Regardless of the need for efficiency and expense reduction, CFOs are putting some necessary projects back in their budgets—like technology and large equipment—but adding a building or a wing is still lower on the priority list. In a report released in February by L.E.K. Consulting, a moderate percentage of respondents planned to increase their purchasing in terms of facilities (38%), with the purchase of large medical devices running a close second at 37%, and small medical device purchases at 21%.

However, while healthcare financial leaders may not be pursuing these purchases in large numbers yet, the L.E.K. Consulting report also found that nearly 60% of hospital executives expected their budgets to increase this year and over the next five years, and more than 70% of hospital executives foresee expanded budgets.

“Budgets are tight, but we all know we still need to advance clinical technology and balance that with our EMR technology needs,” says LaBonte.

While the L.E.K. Consulting report may indicate a shift toward budgetary growth in the future, healthcare leaders’ collective feelings toward capital spending may stay on pause for a bit longer. In an upcoming HealthLeaders Media Intelligence Report on Capital Planning survey respondents indicated they anticipate more capital budget decreases ahead. Nearly 52% of large-size healthcare facilities (500-beds or more) and 46% of small facilities (those with 199 or fewer beds) have cited decreases to their capital budgets in the past year; though only 27% of mid-size hospitals or health systems (those with 200–499 beds) experienced decreases in the past year, and 48% reported their capital budgets have remained the same over the past year.

Declining or stagnant capital budgets aren’t just a 2011 issue, either; it’s been an ongoing situation for all healthcare facilities over the past three years. More than half (52%) of large-size healthcare providers report their budgets have been declining over that period, as did 46% of small-size providers. Additionally, 28% of their midsize peers reported capital budget declines and 30% reported their capital budgets stayed the same during that time.
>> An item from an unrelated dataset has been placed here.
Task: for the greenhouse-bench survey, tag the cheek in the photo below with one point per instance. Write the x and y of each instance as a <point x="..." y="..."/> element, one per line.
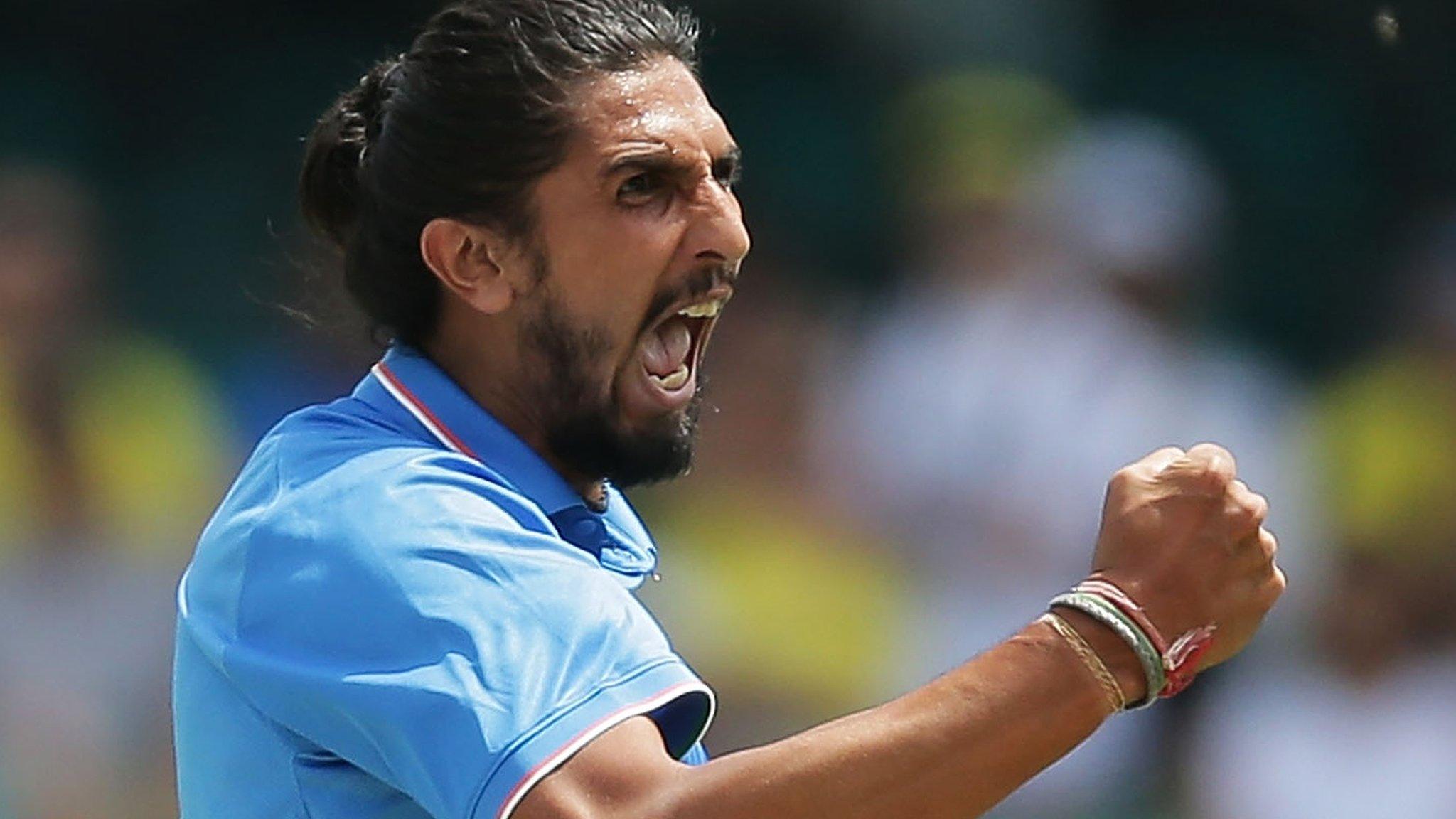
<point x="615" y="270"/>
Larger facilities saw the largest cuts to their capital budgets with more than 88% of large-size facilities reported budget cuts of 11% to 20%. Small and mid-size facilities fared a little better with 38% of smaller facilities and 18% of mid-size hospitals reporting cuts of 1%–10%.

Nevertheless, invariably after several years without large medical equipment purchases and capital build projects, many hospitals and health systems can no longer wait to move forward. Those that do decide proceed, however, won’t necessarily be doing so in the same vein as years past.

Bob Lavoie, who heads the New York office of L.E.K. Consulting and co-leads their MedTech Practice, says while hospital leaders are increasingly looking for more than a strong return on investment. He explains that healthcare leaders making large medical equipment purchases now will want more than a promise that the item will save time or improve processes or outcomes—they’ll want proof.

“[Healthcare leaders] will want the vendor to show them a similar 135-bed hospital that has achieved the same kind of value-based outcomes the product claims to achieve and they are hoping for,” he says. “More forward-thinking vendors will be working toward quantifying the impact in terms of hard- and soft-costs on their products. And more forward-thinking hospitals are going to expect some risk-sharing if a product that touts certain efficiencies doesn’t produce.”

Whether vendors step up to provide more than just promises remains to be seen. However, at least for now, both the HealthLeaders and L.E.K. Consulting reports seem to indicate that 2011 won’t be a big year for capital spending—which means I’ll be revisiting this topic again in 2012 to see what the future holds for hospitals.

Karen Minich-Pourshadi is a Senior Editor with HealthLeaders Media.